Justice Scalia wrote the unanimous opinion, and the holding was as follows:
1. The District Court had jurisdiction to determine whether the partnerships’ lack of economic substance could justify imposing a valuation-misstatement penalty on the partners.
(a) Because a partnership does not pay federal income taxes, its taxable income and losses pass through to the partners. Under the Tax Equity and Fiscal Responsibility Act of 1982 (TEFRA), the IRS initiates partnership-related tax proceedings at the partnership level to adjust “partnership items,” i.e., items relevant to the partnership as a whole. 26 U. S. C. §§6221, 6231(a)(3). Once the adjustments become final, the IRS may undertake further proceedings at the partner level to make any resulting “computational adjustments” in the tax liability of the individual partners. §§6230(a)(1)–(2), (c), 6231(a)(6).
(b) Under TEFRA’s framework, a court in a partnership-level proceeding has jurisdiction to determine “the applicability of any penalty . . . which relates to an adjustment to a partnership item.” §6226(f). A determination that a partnership lacks economic substance is such an adjustment. TEFRA authorizes courts in partnership-level proceedings to provisionally determine the applicability of any penalty that could result from an adjustment to a partnership item, even though imposing the penalty requires a subsequent, partner-level proceeding. In that later proceeding, each partner may raise any reasons why the penalty may not be imposed on him specifically. Applying those principles here, the District Court had jurisdiction to determine the applicability of the valuation-misstatement penalty.
2. The valuation-misstatement penalty applies in this case.

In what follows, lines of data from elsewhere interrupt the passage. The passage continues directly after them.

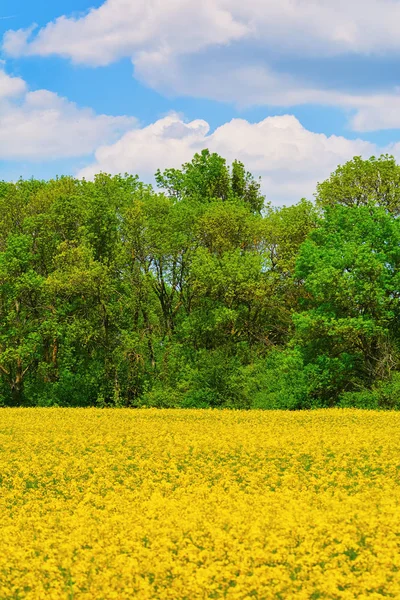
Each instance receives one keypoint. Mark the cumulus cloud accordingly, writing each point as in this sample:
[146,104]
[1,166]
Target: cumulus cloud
[122,28]
[289,158]
[42,125]
[10,86]
[219,48]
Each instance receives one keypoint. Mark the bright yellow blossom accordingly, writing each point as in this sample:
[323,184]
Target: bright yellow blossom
[185,504]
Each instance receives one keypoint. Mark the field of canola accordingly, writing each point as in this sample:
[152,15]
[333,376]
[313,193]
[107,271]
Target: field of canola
[186,504]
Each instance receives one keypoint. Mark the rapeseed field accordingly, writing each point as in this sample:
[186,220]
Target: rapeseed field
[185,504]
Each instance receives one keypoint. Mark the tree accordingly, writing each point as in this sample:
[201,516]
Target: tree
[372,182]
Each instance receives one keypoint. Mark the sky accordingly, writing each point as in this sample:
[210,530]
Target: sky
[291,88]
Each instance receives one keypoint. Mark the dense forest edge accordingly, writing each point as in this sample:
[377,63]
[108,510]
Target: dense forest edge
[200,293]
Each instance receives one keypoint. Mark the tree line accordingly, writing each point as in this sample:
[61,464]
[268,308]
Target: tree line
[200,293]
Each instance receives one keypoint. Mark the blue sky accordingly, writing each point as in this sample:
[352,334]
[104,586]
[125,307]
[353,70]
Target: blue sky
[292,88]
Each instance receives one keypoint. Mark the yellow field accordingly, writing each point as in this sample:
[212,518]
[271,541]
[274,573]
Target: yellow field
[199,504]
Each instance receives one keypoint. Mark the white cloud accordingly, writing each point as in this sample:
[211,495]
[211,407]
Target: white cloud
[123,28]
[167,41]
[10,86]
[289,158]
[42,125]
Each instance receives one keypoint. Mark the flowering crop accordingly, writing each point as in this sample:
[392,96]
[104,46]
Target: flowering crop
[185,504]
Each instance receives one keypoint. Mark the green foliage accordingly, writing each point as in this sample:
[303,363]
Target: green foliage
[201,295]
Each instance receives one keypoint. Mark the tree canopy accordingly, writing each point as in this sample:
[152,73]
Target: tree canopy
[200,293]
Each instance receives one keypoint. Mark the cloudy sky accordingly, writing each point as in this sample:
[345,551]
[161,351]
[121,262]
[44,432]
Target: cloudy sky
[290,87]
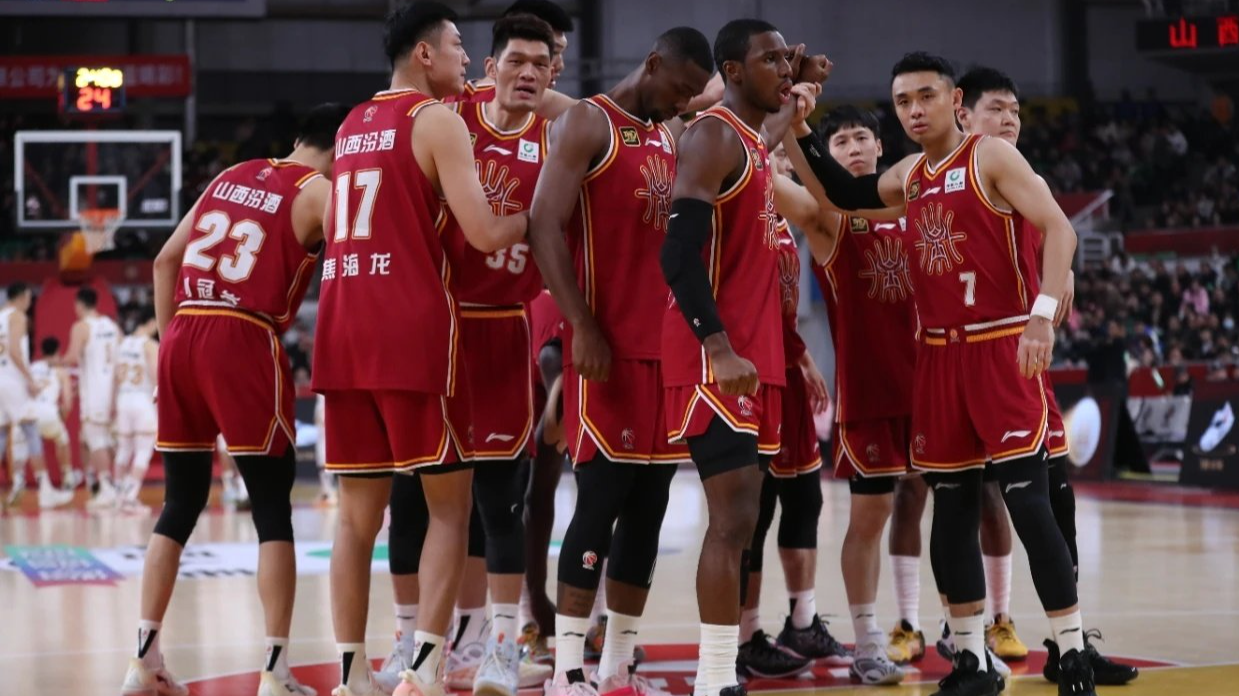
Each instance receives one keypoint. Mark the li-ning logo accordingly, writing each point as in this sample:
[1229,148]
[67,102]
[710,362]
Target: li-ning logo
[657,192]
[887,273]
[937,244]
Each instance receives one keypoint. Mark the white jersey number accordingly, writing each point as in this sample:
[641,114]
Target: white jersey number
[236,266]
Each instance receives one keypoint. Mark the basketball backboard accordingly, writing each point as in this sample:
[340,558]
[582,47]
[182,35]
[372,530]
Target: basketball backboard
[60,174]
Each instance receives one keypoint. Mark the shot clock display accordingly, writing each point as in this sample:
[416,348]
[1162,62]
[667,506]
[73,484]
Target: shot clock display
[94,91]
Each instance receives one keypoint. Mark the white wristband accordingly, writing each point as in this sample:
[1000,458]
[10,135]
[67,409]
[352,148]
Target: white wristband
[1045,307]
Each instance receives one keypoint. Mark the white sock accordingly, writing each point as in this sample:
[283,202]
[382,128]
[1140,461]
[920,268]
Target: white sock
[428,660]
[907,588]
[1068,632]
[503,621]
[148,644]
[865,624]
[276,656]
[618,643]
[716,664]
[969,634]
[804,607]
[352,665]
[570,643]
[998,585]
[750,623]
[470,627]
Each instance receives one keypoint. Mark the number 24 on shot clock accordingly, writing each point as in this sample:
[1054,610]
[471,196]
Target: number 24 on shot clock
[92,91]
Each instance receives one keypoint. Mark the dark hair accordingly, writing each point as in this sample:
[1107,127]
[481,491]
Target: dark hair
[544,10]
[520,26]
[981,79]
[320,125]
[88,297]
[17,290]
[685,43]
[411,24]
[850,117]
[919,62]
[732,40]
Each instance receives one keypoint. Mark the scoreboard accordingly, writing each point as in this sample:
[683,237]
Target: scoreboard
[94,91]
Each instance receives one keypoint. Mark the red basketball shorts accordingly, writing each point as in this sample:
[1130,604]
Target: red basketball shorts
[496,344]
[970,403]
[223,372]
[621,417]
[801,452]
[871,447]
[690,409]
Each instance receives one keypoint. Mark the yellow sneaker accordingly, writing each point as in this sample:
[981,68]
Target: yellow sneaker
[906,645]
[1001,639]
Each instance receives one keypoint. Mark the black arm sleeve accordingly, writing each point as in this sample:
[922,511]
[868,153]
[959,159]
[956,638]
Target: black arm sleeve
[687,233]
[844,190]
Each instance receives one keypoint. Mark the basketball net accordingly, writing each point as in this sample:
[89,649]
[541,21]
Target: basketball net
[99,228]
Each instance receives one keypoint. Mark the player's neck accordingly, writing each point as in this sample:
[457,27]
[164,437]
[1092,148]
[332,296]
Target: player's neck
[942,147]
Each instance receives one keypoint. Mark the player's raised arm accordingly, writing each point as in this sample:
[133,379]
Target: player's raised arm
[441,140]
[708,152]
[576,139]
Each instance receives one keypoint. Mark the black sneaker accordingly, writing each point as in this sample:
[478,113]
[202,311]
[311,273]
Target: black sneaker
[814,643]
[761,656]
[967,680]
[1105,671]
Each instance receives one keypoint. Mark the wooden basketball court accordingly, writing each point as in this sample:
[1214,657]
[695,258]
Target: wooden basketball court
[1159,576]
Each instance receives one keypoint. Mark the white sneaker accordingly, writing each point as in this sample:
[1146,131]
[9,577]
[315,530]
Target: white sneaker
[499,673]
[872,666]
[143,681]
[269,685]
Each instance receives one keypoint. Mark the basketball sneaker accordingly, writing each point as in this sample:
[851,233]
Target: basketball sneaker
[141,680]
[872,666]
[1000,638]
[271,685]
[1105,671]
[906,645]
[761,656]
[967,679]
[814,643]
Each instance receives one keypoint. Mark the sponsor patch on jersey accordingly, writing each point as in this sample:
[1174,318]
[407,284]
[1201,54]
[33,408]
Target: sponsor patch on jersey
[528,151]
[955,180]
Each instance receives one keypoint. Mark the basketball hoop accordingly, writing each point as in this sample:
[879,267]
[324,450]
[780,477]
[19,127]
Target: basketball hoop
[99,228]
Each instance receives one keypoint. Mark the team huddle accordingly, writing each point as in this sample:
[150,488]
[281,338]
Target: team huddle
[509,274]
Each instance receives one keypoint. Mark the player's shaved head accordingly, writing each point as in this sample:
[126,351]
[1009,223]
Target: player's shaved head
[411,24]
[685,43]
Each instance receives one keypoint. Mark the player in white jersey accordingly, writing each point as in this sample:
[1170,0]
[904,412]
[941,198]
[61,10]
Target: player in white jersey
[17,389]
[136,363]
[93,349]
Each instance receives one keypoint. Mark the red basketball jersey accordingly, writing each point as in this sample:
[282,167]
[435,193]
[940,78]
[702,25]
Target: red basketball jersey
[742,260]
[243,253]
[507,165]
[789,291]
[968,268]
[617,230]
[387,317]
[872,318]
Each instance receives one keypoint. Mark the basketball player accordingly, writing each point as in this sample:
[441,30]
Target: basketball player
[387,342]
[19,387]
[136,369]
[722,341]
[990,107]
[968,197]
[508,149]
[606,186]
[93,342]
[227,282]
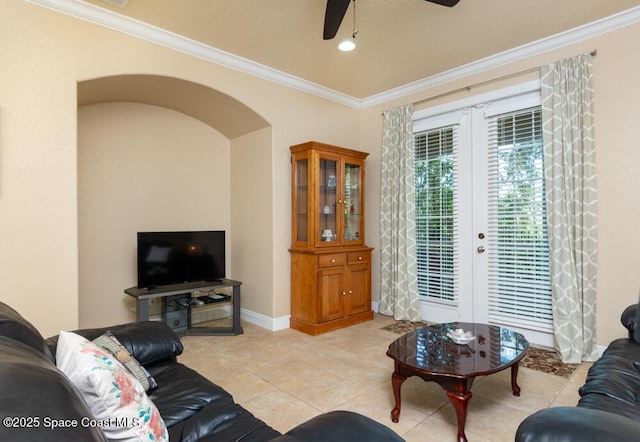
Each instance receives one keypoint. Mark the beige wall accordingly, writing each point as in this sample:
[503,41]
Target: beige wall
[252,220]
[140,168]
[617,113]
[44,54]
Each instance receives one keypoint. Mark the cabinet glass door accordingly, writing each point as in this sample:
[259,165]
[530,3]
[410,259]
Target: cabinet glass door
[328,204]
[301,200]
[352,202]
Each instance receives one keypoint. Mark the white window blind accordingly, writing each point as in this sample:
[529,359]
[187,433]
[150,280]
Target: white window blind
[436,216]
[518,254]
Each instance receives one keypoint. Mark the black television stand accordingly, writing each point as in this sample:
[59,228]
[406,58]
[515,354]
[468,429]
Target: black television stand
[174,292]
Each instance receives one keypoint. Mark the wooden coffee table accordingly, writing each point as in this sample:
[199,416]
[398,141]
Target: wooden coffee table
[431,355]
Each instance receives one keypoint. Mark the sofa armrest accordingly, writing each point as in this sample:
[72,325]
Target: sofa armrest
[559,424]
[147,341]
[340,426]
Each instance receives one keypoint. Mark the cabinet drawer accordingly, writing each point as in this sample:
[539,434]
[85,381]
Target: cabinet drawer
[356,257]
[333,260]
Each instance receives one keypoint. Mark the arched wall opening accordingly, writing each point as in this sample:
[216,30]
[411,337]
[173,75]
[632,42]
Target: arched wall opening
[160,153]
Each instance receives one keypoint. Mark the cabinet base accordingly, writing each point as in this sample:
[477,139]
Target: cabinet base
[325,327]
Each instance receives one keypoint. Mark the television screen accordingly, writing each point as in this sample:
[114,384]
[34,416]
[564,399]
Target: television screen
[176,257]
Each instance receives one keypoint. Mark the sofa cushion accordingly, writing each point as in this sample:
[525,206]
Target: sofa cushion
[181,391]
[222,420]
[114,396]
[14,326]
[194,407]
[147,341]
[612,382]
[110,343]
[31,387]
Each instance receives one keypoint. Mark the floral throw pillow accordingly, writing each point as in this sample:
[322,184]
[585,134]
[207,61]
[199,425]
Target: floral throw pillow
[111,344]
[117,400]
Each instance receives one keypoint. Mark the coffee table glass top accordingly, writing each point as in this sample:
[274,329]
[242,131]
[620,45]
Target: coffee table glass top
[429,350]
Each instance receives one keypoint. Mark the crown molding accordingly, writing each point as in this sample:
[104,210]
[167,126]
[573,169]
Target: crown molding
[112,20]
[590,30]
[103,17]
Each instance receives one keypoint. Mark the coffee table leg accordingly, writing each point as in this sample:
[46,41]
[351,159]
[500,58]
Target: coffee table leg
[460,402]
[514,379]
[396,383]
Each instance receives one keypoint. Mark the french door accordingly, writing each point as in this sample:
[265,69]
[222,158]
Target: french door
[482,248]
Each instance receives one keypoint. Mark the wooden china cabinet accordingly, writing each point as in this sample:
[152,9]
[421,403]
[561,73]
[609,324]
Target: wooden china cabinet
[330,263]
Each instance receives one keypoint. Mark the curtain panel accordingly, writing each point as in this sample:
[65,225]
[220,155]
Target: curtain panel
[570,182]
[399,283]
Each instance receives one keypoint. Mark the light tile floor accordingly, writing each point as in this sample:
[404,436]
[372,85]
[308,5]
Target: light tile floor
[288,377]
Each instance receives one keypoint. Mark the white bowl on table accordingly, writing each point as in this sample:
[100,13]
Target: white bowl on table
[461,337]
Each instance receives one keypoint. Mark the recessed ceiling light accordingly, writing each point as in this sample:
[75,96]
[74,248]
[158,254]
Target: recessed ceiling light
[347,45]
[121,3]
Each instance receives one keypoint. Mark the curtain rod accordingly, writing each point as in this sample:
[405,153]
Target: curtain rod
[484,83]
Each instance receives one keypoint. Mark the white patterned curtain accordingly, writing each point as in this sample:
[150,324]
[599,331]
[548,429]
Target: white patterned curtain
[570,181]
[399,283]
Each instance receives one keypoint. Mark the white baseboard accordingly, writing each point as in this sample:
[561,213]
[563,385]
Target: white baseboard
[273,324]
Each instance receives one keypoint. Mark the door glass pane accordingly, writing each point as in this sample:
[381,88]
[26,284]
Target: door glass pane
[519,275]
[327,201]
[434,163]
[302,200]
[352,202]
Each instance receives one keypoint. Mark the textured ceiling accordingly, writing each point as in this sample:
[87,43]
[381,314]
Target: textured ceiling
[399,41]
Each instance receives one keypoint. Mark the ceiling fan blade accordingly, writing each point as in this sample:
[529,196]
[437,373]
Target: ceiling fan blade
[449,3]
[333,17]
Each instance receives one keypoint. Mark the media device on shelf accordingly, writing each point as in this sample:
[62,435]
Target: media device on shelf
[166,258]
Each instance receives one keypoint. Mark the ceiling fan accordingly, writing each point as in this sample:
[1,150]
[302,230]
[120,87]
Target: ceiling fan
[337,8]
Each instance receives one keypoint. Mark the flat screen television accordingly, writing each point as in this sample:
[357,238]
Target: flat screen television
[166,258]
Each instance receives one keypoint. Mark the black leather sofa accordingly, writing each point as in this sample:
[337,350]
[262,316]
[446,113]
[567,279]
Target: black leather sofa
[34,393]
[609,405]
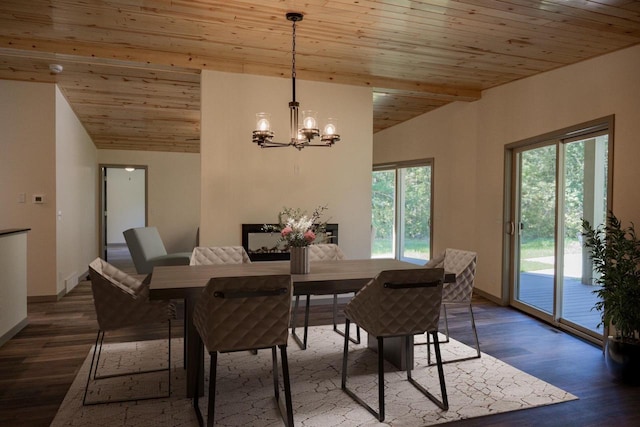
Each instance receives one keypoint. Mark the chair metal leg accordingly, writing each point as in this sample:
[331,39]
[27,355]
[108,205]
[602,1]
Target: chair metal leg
[213,375]
[94,367]
[379,415]
[274,360]
[444,403]
[302,343]
[287,384]
[95,372]
[475,334]
[196,391]
[86,388]
[335,322]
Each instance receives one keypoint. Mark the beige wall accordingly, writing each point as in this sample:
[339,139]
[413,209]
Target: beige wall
[76,218]
[467,141]
[242,183]
[27,165]
[174,192]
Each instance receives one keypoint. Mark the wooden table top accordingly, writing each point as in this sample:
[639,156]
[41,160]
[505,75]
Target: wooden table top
[325,277]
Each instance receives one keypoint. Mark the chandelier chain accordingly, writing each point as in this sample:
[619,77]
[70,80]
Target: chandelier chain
[293,52]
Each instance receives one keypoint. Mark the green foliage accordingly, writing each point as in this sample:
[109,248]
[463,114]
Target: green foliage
[538,190]
[615,252]
[417,202]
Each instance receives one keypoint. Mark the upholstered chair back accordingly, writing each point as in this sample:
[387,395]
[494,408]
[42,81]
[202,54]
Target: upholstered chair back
[121,300]
[399,302]
[463,264]
[240,313]
[219,255]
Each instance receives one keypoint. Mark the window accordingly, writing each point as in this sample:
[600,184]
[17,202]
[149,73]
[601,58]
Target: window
[401,206]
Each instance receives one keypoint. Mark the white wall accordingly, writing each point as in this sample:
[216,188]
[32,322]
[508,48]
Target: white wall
[173,181]
[467,141]
[125,202]
[242,183]
[27,166]
[13,284]
[76,177]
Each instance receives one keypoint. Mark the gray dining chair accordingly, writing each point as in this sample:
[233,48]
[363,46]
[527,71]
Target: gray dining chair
[460,292]
[147,250]
[397,303]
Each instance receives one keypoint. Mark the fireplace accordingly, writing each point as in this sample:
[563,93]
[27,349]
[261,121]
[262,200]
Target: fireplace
[263,245]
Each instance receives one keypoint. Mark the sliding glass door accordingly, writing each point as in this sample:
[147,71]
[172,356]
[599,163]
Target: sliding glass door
[556,183]
[401,211]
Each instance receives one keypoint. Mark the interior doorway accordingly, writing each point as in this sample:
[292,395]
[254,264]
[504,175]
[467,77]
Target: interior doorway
[123,204]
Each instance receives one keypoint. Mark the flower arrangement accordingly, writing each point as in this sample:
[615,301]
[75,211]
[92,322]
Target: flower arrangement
[296,228]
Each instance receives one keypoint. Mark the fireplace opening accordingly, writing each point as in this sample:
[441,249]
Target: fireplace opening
[263,245]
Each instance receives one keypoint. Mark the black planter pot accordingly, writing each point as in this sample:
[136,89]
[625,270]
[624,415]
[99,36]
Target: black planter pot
[623,360]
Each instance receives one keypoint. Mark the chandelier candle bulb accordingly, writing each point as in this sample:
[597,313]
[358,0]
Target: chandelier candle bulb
[331,127]
[263,124]
[309,119]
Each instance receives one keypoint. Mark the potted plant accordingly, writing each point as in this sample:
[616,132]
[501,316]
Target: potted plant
[615,252]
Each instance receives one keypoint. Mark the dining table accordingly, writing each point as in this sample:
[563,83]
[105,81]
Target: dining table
[325,278]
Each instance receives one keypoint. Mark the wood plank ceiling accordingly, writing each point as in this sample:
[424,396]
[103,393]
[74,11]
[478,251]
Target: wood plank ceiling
[132,67]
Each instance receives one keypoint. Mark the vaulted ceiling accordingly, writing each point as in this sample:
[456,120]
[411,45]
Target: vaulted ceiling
[131,68]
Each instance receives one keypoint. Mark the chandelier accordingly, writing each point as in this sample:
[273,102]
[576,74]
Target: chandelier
[300,137]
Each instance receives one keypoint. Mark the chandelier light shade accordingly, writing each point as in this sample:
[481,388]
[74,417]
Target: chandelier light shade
[304,132]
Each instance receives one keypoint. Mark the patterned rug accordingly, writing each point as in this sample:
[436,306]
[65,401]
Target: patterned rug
[475,388]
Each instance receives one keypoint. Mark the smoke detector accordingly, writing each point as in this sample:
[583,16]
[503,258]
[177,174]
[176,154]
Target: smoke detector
[55,68]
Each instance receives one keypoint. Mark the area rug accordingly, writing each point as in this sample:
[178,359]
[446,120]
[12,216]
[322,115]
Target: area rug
[478,387]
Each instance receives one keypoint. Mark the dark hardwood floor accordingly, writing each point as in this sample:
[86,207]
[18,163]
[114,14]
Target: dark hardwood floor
[39,364]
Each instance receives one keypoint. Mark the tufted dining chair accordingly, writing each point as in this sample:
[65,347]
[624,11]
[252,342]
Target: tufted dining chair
[245,313]
[460,292]
[122,301]
[397,303]
[218,255]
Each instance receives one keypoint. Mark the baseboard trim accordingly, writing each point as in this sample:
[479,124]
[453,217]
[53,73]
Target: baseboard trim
[45,298]
[490,297]
[14,331]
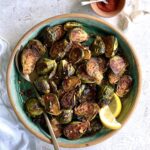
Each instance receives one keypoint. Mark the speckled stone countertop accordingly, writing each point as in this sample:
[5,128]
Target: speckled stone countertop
[17,17]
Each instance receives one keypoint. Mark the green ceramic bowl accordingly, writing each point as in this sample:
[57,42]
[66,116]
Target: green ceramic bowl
[92,24]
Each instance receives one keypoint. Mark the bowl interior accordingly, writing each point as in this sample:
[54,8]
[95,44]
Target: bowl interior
[15,88]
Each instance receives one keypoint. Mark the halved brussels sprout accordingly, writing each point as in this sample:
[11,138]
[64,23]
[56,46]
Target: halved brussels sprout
[53,87]
[68,100]
[93,70]
[45,66]
[70,25]
[113,78]
[95,126]
[87,54]
[65,69]
[87,110]
[111,45]
[51,104]
[29,57]
[37,45]
[33,107]
[42,85]
[117,65]
[124,85]
[58,49]
[71,83]
[52,34]
[106,92]
[81,73]
[103,65]
[66,116]
[75,130]
[57,128]
[98,46]
[78,35]
[76,53]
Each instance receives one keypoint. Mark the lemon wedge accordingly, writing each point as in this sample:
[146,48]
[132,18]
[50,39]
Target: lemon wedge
[108,119]
[115,106]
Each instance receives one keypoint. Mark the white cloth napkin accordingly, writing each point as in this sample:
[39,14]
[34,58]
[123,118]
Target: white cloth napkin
[13,136]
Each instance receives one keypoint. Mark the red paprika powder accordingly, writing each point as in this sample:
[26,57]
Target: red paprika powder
[110,6]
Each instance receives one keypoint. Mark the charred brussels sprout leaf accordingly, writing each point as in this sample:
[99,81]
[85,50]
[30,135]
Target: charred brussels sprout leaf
[29,57]
[78,35]
[87,54]
[93,70]
[124,85]
[87,110]
[84,77]
[58,49]
[70,25]
[37,45]
[113,78]
[57,128]
[33,107]
[76,53]
[66,116]
[117,65]
[71,83]
[45,66]
[65,69]
[42,85]
[106,92]
[51,103]
[52,34]
[75,130]
[98,47]
[68,100]
[111,45]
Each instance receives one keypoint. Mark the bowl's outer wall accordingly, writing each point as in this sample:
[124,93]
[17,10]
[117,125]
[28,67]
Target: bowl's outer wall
[98,28]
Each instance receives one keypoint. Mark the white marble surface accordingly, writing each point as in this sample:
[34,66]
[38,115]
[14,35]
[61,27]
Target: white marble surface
[17,17]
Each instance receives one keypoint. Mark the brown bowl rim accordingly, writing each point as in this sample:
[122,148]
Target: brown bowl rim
[42,137]
[107,14]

(a) A penalty applies to the portion of any underpayment that is “attributable to” a “substantial” or “gross” “valuation misstatement, ”which exists where “the value of any property (or the adjusted basis of any property) claimed on any return of tax” exceeds by a specified percentage “the amount determined to be the correct amount of such valuation or adjusted basis (as the case may be).” §§6662(a), (b)(3), (e)(1)(A), (h). The penalty’s plain language makes it applicable here. Once the partnerships were deemed not to exist for tax purposes, no partner could legitimately claim a basis in his partnership interest greater than zero. Any underpayment resulting from use of a non-zero basis would therefore be “attributable to” the partner’s having claimed an “adjusted basis” in the partnerships that exceeded “the correct amount of such . . . adjusted basis.” §6662(e)(1)(A). And under the relevant Treasury Regulation, when an asset’s adjusted basis is zero, a valuation misstatement is automatically deemed gross.
(b) Woods’ contrary arguments are unpersuasive. The valuation misstatement penalty encompasses misstatements that rest on legal as well as factual errors, so it is applicable to misstatements that rest on the use of a sham partnership. And the partnerships’ lack of economic substance is not an independent ground separate from the misstatement of basis in this case.